Kai Nagel plädierte für ein Baukastensystem, mit dem verschiedene Maßnahmen kombiniert werden könnten – vor allem in Büros und Schulen: Reduzierung von Personen in Innenräumen, regelmäßige und verbindliche Tests, Impfungen und Maskentragen. Sein Forscher-Kollege Brockmann bezeichnete Ausgangssperren hingegen als "ein Werkzeug", um die Zahl der Kontakte zu beschränken.
Dirk Brockmann dämpfte im April die Erwartungen auf einen schnellen Effekt durch die Impfungen. "Wir müssen sehen, dass wir auf jeden Fall noch den Mai, wenn nicht den Juni benötigen, damit die Impfquote so hoch ist, dass sie substanziell auf das Infektionsgeschehen Einfluss hat", sagte der Forscher. Dies zeige auch der Blick nach Großbritannien. "Da waren schon vor Wochen 50 Prozent der Bevölkerung geimpft, und dennoch war das ganze Land noch in einem Lockdown."

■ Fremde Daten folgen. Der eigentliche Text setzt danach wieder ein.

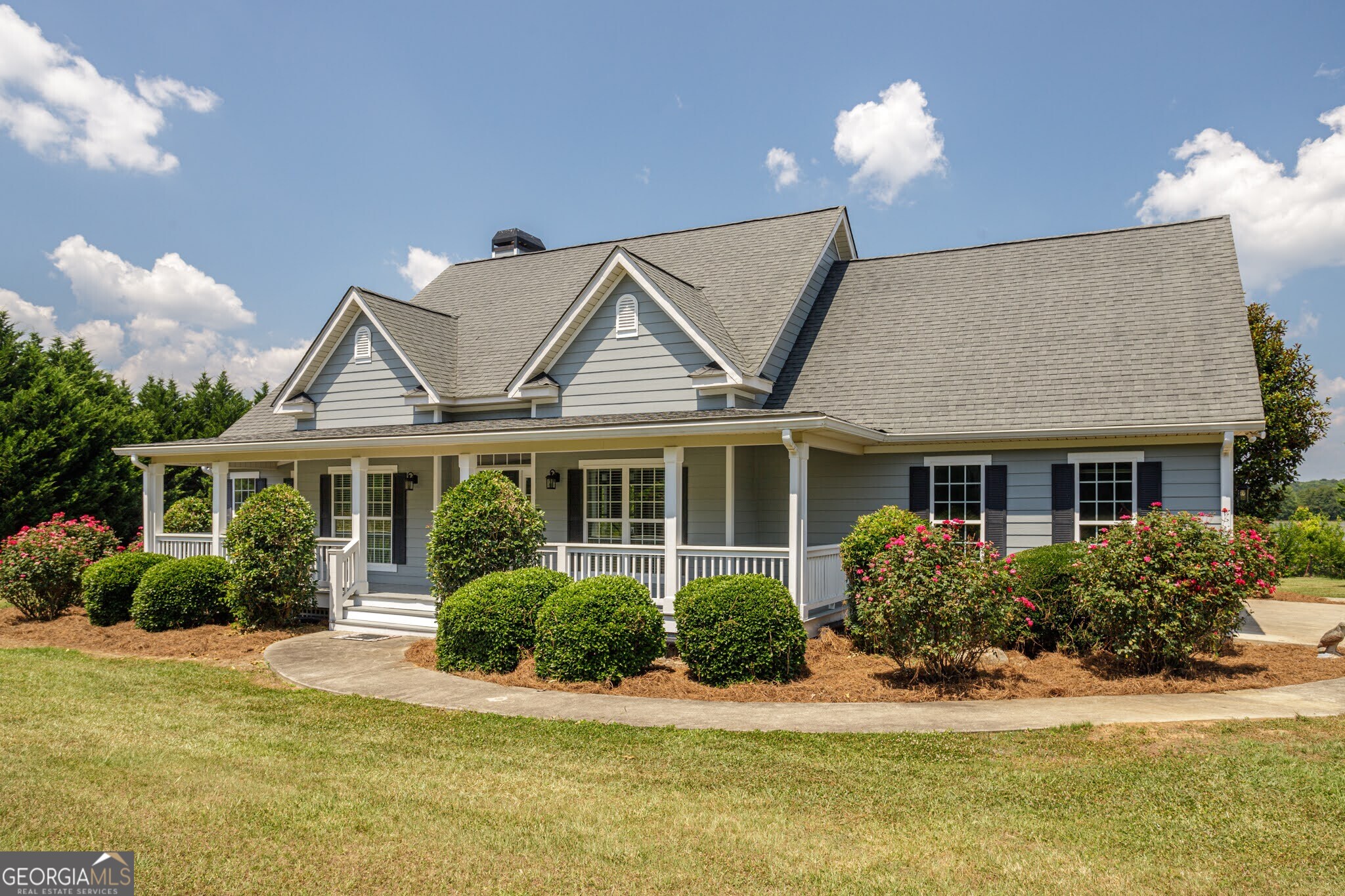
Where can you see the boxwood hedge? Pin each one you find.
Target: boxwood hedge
(738, 628)
(600, 629)
(487, 624)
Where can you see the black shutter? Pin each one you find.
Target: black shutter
(400, 519)
(324, 505)
(1149, 489)
(1061, 503)
(685, 509)
(920, 490)
(573, 505)
(997, 505)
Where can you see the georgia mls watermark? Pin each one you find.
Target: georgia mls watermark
(68, 874)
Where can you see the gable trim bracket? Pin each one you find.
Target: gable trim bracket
(568, 328)
(319, 352)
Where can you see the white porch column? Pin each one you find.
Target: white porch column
(152, 499)
(359, 519)
(728, 496)
(218, 505)
(798, 519)
(671, 523)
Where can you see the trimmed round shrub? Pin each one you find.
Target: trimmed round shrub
(935, 605)
(272, 548)
(1044, 575)
(600, 629)
(182, 594)
(1164, 587)
(485, 524)
(872, 535)
(487, 624)
(42, 566)
(739, 628)
(110, 584)
(191, 513)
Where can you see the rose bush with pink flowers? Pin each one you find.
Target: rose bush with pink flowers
(1166, 586)
(41, 566)
(937, 605)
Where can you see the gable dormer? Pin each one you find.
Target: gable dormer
(377, 360)
(631, 341)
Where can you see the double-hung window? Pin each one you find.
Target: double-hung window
(242, 486)
(378, 528)
(959, 494)
(623, 504)
(1106, 490)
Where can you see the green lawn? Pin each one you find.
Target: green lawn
(1314, 586)
(223, 785)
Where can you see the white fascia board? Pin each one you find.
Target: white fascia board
(331, 335)
(594, 295)
(843, 221)
(749, 425)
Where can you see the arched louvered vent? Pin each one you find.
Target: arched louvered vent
(363, 345)
(627, 316)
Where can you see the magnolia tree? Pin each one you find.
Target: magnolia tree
(41, 567)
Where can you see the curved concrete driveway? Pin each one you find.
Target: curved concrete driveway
(378, 670)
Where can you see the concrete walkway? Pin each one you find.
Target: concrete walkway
(1289, 622)
(378, 670)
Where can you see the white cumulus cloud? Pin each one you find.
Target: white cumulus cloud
(422, 267)
(55, 104)
(171, 289)
(783, 167)
(26, 316)
(1283, 222)
(893, 141)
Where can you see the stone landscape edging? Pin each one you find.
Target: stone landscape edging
(380, 670)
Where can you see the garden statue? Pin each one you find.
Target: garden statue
(1329, 647)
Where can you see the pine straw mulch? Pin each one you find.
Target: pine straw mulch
(213, 644)
(834, 672)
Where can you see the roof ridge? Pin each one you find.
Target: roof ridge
(409, 304)
(1038, 240)
(662, 233)
(658, 268)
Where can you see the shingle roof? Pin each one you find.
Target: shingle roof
(428, 336)
(748, 273)
(1136, 327)
(260, 425)
(694, 305)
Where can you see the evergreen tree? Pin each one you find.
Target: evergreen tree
(1296, 418)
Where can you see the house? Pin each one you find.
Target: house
(731, 398)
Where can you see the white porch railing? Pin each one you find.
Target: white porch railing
(826, 578)
(341, 572)
(183, 544)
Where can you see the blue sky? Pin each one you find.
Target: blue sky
(197, 186)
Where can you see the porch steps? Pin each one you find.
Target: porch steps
(389, 614)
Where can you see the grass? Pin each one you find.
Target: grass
(222, 785)
(1314, 586)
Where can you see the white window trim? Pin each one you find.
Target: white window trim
(635, 317)
(373, 567)
(362, 332)
(626, 465)
(961, 459)
(1106, 457)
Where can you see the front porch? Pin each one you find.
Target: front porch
(663, 519)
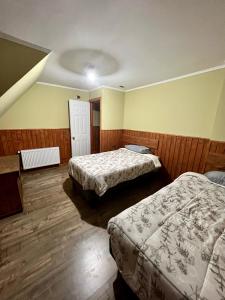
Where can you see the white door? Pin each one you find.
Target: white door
(79, 127)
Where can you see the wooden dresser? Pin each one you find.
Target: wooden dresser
(10, 186)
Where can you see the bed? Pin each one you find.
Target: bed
(171, 245)
(102, 171)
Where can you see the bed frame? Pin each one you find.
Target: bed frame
(150, 143)
(215, 162)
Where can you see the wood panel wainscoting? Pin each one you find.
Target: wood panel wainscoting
(14, 140)
(178, 154)
(110, 139)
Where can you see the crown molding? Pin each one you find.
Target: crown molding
(62, 86)
(139, 87)
(179, 77)
(22, 42)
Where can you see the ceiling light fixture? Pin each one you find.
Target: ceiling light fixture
(91, 74)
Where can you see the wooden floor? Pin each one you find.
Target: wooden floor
(58, 247)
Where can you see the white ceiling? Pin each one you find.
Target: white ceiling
(130, 42)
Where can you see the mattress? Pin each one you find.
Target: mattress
(171, 245)
(101, 171)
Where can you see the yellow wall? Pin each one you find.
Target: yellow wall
(192, 106)
(21, 86)
(218, 132)
(186, 106)
(16, 60)
(42, 106)
(112, 109)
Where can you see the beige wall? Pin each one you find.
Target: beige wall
(218, 132)
(186, 106)
(112, 109)
(42, 106)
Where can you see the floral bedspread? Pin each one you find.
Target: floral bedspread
(101, 171)
(171, 245)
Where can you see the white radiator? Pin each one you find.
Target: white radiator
(35, 158)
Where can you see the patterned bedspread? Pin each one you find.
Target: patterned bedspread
(171, 245)
(101, 171)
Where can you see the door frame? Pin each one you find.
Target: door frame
(92, 101)
(69, 115)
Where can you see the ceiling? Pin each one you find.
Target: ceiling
(129, 42)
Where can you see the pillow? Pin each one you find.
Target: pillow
(216, 176)
(139, 149)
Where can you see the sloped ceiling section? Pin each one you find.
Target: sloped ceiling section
(20, 66)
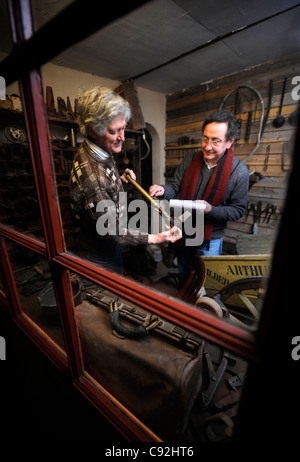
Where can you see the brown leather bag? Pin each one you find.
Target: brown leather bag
(151, 366)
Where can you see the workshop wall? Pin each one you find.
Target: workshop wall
(270, 163)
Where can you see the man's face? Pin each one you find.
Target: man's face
(214, 142)
(112, 141)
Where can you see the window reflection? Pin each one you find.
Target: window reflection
(19, 207)
(181, 386)
(33, 280)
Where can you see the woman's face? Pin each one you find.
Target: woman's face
(114, 137)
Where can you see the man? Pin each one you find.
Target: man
(214, 177)
(102, 117)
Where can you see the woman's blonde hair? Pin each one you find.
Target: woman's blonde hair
(98, 107)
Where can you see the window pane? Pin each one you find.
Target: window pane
(176, 383)
(35, 290)
(19, 206)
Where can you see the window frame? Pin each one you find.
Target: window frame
(23, 64)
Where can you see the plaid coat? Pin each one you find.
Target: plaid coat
(93, 180)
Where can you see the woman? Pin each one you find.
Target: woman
(102, 116)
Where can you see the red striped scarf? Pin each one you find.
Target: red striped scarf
(215, 188)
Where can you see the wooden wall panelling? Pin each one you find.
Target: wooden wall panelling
(187, 110)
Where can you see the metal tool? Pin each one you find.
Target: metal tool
(152, 201)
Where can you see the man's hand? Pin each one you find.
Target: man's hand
(156, 190)
(207, 208)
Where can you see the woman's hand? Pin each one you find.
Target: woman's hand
(171, 235)
(128, 172)
(156, 190)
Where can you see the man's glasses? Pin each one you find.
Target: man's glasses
(213, 141)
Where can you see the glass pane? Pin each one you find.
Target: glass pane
(179, 385)
(19, 206)
(35, 290)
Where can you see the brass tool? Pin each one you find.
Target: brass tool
(151, 200)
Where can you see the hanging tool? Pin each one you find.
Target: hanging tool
(280, 120)
(249, 121)
(261, 118)
(267, 158)
(269, 106)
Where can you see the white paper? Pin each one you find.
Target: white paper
(185, 204)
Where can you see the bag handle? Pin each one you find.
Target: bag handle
(130, 332)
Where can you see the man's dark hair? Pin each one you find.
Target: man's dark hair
(220, 116)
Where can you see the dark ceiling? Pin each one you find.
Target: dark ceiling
(168, 45)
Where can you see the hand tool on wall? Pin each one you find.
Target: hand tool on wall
(261, 118)
(249, 122)
(267, 157)
(280, 120)
(269, 106)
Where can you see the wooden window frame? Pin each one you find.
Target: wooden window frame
(23, 65)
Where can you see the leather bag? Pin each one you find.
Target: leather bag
(151, 366)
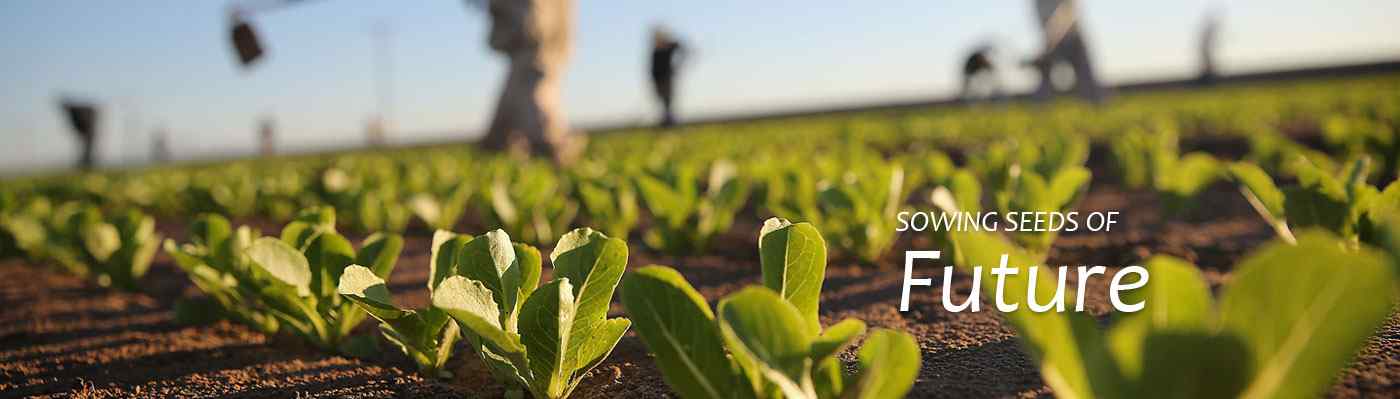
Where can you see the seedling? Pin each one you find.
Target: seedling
(424, 335)
(294, 277)
(685, 220)
(545, 339)
(1154, 160)
(1273, 333)
(1344, 203)
(441, 213)
(765, 340)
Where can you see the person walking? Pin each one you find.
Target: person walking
(1064, 44)
(536, 38)
(667, 56)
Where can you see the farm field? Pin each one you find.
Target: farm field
(80, 315)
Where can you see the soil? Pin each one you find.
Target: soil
(65, 338)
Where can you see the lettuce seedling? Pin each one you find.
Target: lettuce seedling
(1284, 325)
(1154, 160)
(532, 203)
(115, 252)
(857, 210)
(609, 205)
(216, 263)
(683, 219)
(1344, 203)
(539, 339)
(304, 268)
(765, 340)
(1031, 192)
(424, 335)
(441, 213)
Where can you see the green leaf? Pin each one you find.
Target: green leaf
(328, 255)
(836, 338)
(889, 363)
(282, 262)
(1192, 364)
(471, 303)
(1301, 317)
(760, 329)
(1068, 346)
(364, 287)
(443, 262)
(531, 268)
(545, 321)
(1262, 193)
(1175, 300)
(490, 259)
(594, 263)
(380, 252)
(794, 265)
(676, 325)
(101, 240)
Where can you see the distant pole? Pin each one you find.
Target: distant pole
(381, 125)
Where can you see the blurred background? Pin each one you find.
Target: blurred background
(167, 80)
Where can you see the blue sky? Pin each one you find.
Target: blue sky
(167, 65)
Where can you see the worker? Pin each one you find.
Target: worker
(980, 74)
(667, 56)
(1064, 45)
(536, 38)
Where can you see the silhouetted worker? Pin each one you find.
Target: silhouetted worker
(980, 74)
(536, 37)
(268, 136)
(160, 146)
(667, 56)
(1210, 32)
(1064, 44)
(83, 119)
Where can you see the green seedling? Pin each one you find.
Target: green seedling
(424, 335)
(857, 210)
(114, 252)
(1344, 203)
(294, 277)
(541, 339)
(441, 213)
(1284, 325)
(609, 205)
(683, 219)
(1154, 160)
(765, 340)
(214, 261)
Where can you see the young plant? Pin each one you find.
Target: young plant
(114, 252)
(1283, 328)
(1031, 192)
(304, 266)
(441, 212)
(858, 212)
(539, 339)
(609, 205)
(216, 263)
(765, 342)
(531, 203)
(424, 335)
(685, 220)
(1154, 160)
(1344, 205)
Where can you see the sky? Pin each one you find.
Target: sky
(165, 65)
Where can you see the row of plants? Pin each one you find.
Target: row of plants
(542, 339)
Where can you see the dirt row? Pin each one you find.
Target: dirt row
(65, 338)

Da sich die Impfgeschwindigkeit deutlich erhöht hat, geht der Modellierer Thorsten Lehr von ersten deutlichen Effekten schon Ende Mai aus. Er warnt aber auch: "Wir müssen gucken, dass das nicht in eine große Entspanntheit der Menschen übergeht. Das heißt: Wir haben immerhin 50 Prozent noch nicht geimpft."